[Top][All Lists]
[Date Prev][Date Next][Thread Prev][Thread Next][Date Index][Thread Index]
Re: [Po4a-dev]HTML module (first revision)
From: |
Martin Quinson |
Subject: |
Re: [Po4a-dev]HTML module (first revision) |
Date: |
Fri, 14 Feb 2003 16:31:54 +0100 |
User-agent: |
Mutt/1.5.3i |
On Thu, Feb 13, 2003 at 03:03:22PM +0100, Laurent Hausermann wrote:
> Hi all,
>
> I have developped an HTML module for po4a. It has still some bugs and it's
> not
> perfect, but I think it's a good starting point.
>
> It uses HTML::TokeParser ( apt-get install libhtml-parser-perl )
>
> I sent the whole diff to Martin Quinson, not to this list (I can send any you
> if you mind a email to me) .. ?
Ok, I commited this to the CVS, so that others can see it.
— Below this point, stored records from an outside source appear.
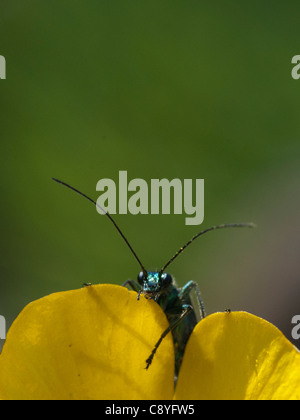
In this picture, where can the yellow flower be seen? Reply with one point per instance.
(92, 343)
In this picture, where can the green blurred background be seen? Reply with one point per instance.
(162, 89)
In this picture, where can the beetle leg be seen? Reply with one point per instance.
(185, 311)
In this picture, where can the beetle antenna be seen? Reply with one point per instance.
(110, 218)
(233, 225)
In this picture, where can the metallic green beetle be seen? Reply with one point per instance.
(183, 307)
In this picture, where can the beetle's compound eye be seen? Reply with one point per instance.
(141, 277)
(166, 279)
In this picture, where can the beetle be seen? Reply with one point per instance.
(183, 307)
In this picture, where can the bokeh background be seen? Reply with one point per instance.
(162, 89)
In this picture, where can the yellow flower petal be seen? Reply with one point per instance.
(90, 343)
(238, 356)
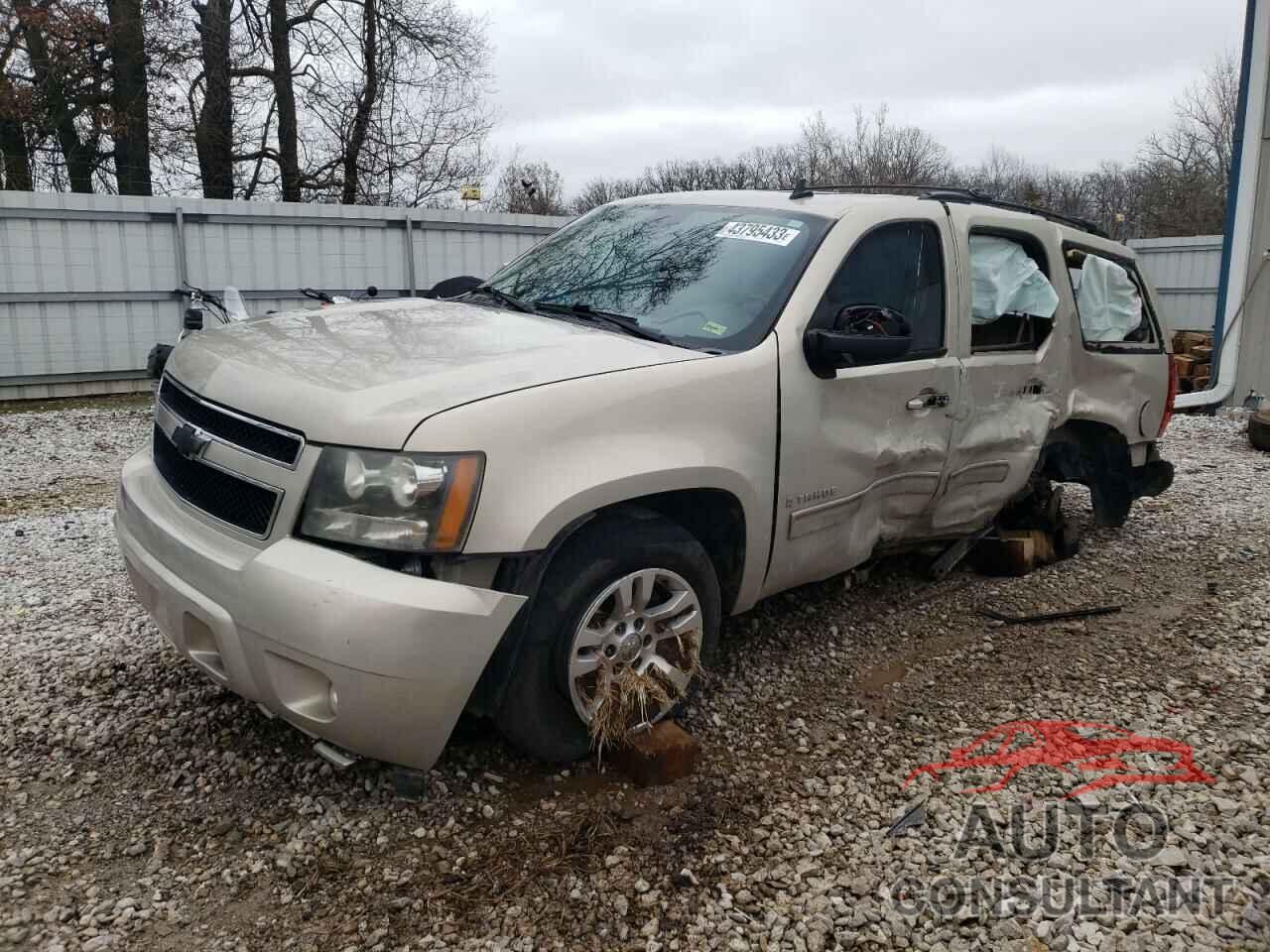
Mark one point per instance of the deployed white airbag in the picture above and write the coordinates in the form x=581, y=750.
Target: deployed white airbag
x=1107, y=301
x=1006, y=281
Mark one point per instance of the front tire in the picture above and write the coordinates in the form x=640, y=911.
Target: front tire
x=608, y=601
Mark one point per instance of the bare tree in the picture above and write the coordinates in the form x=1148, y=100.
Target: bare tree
x=130, y=96
x=213, y=130
x=16, y=113
x=873, y=151
x=64, y=49
x=1187, y=168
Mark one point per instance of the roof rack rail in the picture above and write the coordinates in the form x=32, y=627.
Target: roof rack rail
x=956, y=193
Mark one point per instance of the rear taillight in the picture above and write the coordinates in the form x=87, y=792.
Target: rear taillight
x=1173, y=395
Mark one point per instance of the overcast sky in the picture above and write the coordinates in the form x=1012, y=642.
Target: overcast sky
x=606, y=87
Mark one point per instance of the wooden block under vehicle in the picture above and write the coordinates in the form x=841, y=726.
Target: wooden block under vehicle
x=1015, y=552
x=1185, y=365
x=659, y=756
x=1185, y=340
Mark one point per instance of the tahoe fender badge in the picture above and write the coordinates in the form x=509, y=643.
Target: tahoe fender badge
x=816, y=495
x=190, y=440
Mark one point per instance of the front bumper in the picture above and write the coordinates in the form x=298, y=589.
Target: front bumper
x=372, y=660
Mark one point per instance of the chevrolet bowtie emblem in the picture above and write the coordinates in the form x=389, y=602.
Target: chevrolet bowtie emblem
x=190, y=440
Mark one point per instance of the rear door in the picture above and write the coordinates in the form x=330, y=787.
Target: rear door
x=862, y=453
x=1119, y=361
x=1016, y=324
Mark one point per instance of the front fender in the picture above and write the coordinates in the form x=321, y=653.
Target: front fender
x=561, y=451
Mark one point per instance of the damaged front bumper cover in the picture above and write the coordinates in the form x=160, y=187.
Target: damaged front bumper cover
x=373, y=661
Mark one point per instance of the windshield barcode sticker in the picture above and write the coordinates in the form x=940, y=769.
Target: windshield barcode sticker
x=757, y=231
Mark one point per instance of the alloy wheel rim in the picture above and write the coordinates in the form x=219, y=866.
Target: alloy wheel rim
x=640, y=621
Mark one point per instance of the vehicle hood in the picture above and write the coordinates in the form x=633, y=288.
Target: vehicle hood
x=368, y=373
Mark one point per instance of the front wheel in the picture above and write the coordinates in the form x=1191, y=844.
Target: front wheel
x=626, y=616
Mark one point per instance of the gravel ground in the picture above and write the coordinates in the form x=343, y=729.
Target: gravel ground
x=144, y=807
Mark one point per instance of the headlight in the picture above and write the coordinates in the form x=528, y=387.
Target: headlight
x=404, y=502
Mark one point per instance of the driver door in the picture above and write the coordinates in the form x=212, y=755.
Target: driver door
x=862, y=452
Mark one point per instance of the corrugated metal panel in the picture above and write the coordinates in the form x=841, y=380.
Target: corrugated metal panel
x=1185, y=273
x=87, y=282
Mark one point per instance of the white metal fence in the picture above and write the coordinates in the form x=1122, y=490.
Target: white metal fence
x=87, y=284
x=1185, y=273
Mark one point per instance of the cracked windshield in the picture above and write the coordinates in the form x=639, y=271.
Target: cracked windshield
x=710, y=277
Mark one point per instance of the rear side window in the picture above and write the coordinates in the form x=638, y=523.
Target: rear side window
x=898, y=267
x=1012, y=302
x=1109, y=299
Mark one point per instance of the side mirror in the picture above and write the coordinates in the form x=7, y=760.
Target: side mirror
x=829, y=349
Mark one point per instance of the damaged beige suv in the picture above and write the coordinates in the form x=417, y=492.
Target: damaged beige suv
x=370, y=518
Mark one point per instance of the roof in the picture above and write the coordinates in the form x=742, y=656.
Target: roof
x=835, y=204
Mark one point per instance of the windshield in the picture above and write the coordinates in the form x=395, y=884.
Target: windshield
x=705, y=276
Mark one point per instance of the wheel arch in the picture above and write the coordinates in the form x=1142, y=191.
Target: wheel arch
x=1095, y=454
x=715, y=517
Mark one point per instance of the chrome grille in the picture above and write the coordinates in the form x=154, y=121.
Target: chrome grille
x=252, y=435
x=222, y=495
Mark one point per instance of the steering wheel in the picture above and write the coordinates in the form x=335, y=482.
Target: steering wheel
x=874, y=320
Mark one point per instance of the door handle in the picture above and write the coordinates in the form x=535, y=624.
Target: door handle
x=929, y=399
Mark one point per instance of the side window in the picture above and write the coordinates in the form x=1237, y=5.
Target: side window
x=898, y=267
x=1012, y=302
x=1109, y=299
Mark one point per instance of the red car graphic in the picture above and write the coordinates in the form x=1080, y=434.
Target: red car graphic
x=1069, y=747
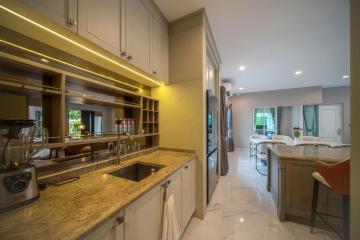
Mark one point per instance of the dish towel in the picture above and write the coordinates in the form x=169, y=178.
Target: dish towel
x=170, y=224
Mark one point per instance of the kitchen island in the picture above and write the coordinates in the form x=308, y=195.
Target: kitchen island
x=290, y=180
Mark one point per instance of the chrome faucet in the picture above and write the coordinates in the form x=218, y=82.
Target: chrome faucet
x=125, y=147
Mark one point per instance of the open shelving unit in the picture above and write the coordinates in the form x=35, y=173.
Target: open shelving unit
x=150, y=115
x=57, y=90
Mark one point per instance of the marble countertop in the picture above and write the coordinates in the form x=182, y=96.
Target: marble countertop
x=311, y=153
x=71, y=210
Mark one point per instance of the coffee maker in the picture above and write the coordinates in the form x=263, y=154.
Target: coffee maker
x=18, y=180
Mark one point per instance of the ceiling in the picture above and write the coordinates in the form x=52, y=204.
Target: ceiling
x=275, y=38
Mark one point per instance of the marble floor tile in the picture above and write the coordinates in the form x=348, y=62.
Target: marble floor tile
x=241, y=208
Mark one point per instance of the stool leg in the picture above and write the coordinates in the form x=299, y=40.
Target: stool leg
x=314, y=205
x=346, y=214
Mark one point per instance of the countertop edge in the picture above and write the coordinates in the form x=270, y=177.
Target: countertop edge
x=98, y=224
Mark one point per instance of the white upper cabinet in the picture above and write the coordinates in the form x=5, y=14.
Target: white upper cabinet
x=137, y=33
x=63, y=12
x=143, y=218
x=160, y=51
x=100, y=22
x=133, y=30
x=113, y=229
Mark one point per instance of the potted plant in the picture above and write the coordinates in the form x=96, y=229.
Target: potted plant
x=297, y=134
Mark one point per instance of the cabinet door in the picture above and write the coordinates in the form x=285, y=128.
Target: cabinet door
x=137, y=33
x=188, y=196
x=113, y=229
x=175, y=188
x=143, y=218
x=100, y=22
x=160, y=51
x=63, y=12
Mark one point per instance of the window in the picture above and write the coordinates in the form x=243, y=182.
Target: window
x=98, y=124
x=74, y=123
x=35, y=113
x=264, y=121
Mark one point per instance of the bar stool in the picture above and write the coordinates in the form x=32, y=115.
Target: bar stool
x=337, y=178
This module isn't ready to release yet in my opinion. Here are my objections:
* The parser you used don't allow to retrieve the line number. Why not to
use the HTML::Parser module, which seems somehow more powerfull ?
* The sentence:
a wonderful wife named "<a
href="mailto://Armelle.Quinson.fr">Armelle</a>",
and a marvelous little boy <a href="Tristan.html">Tristan</a>
(yup, it's part of my homepage ;) is changed to:
# type: td
#: FIXME:0
#, no-wrap
msgid "a wonderful wife named \""
msgstr ""
# type: a
#: FIXME:0
#, no-wrap
msgid "Armelle"
msgstr ""
# type: td
#: FIXME:0
#, no-wrap
msgid "\", and a marvelous little boy"
msgstr ""
# type: a
#: FIXME:0 FIXME:0
#, no-wrap
msgid "Tristan"
msgstr ""
That is to say that sentences are broken in subparts, which is BAD. (see
http://www.ens-lyon.fr/~mquinson/l10n.html for a rational).
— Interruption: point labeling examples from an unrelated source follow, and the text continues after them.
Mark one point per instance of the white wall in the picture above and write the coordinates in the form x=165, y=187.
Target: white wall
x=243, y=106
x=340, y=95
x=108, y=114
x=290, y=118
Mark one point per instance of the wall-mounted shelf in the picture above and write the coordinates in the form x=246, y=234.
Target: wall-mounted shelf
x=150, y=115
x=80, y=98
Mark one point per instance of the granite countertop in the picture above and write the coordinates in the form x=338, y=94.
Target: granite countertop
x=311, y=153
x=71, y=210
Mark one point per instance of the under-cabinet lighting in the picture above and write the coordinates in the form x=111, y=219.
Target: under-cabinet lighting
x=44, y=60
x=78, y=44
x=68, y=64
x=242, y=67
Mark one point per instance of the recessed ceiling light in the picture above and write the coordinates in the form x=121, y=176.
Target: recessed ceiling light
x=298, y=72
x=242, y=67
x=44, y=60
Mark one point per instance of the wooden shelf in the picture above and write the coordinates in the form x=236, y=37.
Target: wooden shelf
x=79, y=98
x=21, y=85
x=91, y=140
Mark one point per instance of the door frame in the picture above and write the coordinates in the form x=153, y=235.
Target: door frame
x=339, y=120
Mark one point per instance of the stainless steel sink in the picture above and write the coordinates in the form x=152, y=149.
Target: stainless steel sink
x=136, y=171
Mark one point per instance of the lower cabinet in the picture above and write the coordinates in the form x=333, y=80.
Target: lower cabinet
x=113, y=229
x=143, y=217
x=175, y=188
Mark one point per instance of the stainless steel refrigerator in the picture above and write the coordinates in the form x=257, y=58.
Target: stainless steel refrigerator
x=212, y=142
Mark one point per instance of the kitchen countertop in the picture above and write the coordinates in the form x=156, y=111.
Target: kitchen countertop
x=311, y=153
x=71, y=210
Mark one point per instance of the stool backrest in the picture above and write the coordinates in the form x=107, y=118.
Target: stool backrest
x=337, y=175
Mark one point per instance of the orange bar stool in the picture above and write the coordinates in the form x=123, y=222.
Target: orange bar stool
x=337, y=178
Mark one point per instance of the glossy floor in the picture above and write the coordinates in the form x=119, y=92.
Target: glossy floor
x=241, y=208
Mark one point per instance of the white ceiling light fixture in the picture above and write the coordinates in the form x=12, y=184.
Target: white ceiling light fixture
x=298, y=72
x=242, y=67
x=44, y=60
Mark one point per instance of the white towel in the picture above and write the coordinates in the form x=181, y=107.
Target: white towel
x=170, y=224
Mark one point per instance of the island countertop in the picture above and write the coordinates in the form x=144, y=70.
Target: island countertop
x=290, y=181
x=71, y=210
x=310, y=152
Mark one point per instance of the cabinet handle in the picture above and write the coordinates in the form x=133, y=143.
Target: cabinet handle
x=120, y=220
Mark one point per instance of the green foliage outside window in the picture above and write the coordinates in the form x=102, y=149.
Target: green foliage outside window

* Your version don't put entry type in the po, which prevents from using
gettextization (see po4a(7) for more details). I quickly hacked a
support for that in the version in CVS, but that's not perfect yet.
I suggest that:
- you move to a parser that allows you to retrieve the line number (or
explain me that I'm an idiot and that this parser do allow you to
retrieve the line number, and how)
- you look at the sgml module to see how we handle the fact that some tags
delimit a paragraph (like <p>), and should be translated, and that some
other tags shouldn't be touched because they don't delimit a sentence
(like <b>, <i> and so on)
Sorry, but I really can't release this module as is...
Anyway, thanks for your contribution, it IS a good start.
Bye, Mt.
--
Source is provided to this software because we believe users have the right
to know exactly what a program is going to do before they run it.